Output Quality Gates
Output quality gates are explicit standards that decide whether AI work is accepted, revised, or rejected. In E163.要完了?不!是要玩了!论养AI的心态与习惯, 品哥 argues that users need to define what counts as good output, what violates expectation, and which requirements must trigger a redo.
The concept generalizes AI Coding Verification beyond code. In software, gates include compilation, tests, CI, deployment, and runtime checks. For writing, research, operations, design, or personal assistants, gates may include source grounding, tone, completeness, decision usefulness, privacy boundaries, or fit to the user’s style and values.
Key Claims
- AI work improves when the user can say why an output is unacceptable rather than only saying it “feels wrong.”

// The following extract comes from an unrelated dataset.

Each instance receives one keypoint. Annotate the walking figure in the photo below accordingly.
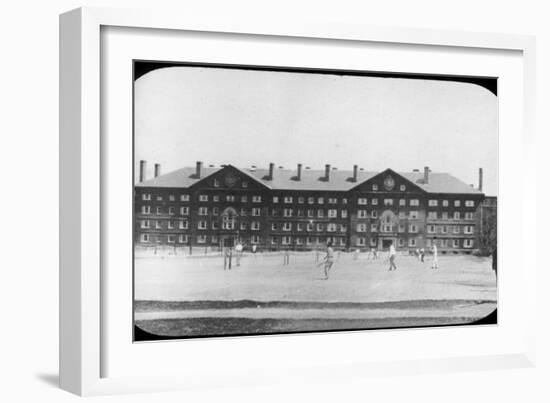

- Gates are reusable context: once written down, they can become part of AI Skills, project memory, or review checklists.
- Output standards should include both objective checks and user-specific preferences.
- Clear gates reduce polite but mediocre answers because the agent knows what will be rejected.
- Gates are part of “raising AI”: feedback becomes durable only if it changes future acceptance behavior.
- Non-code tasks need gates because they often lack compiler-like signals; the human must specify what equivalent evidence or review looks like.
- Gates also protect AI Use Pacing by letting the user review at boundaries instead of continuously watching the agent.
Connections
- AI Coding Verification — code-specific version of explicit quality gates.
- AI Skills — gates can be packaged into reusable procedures.
- Context Engineering and Persistent Agent Memory — gates become durable context and preference memory.
- Human Judgment Under AI — humans remain accountable for whether the gate is meaningful.
- AI Communication Ability — acceptance criteria must be communicated clearly.
- Agentic Workflow — gates define when an agentic task can proceed, stop, or ask for help.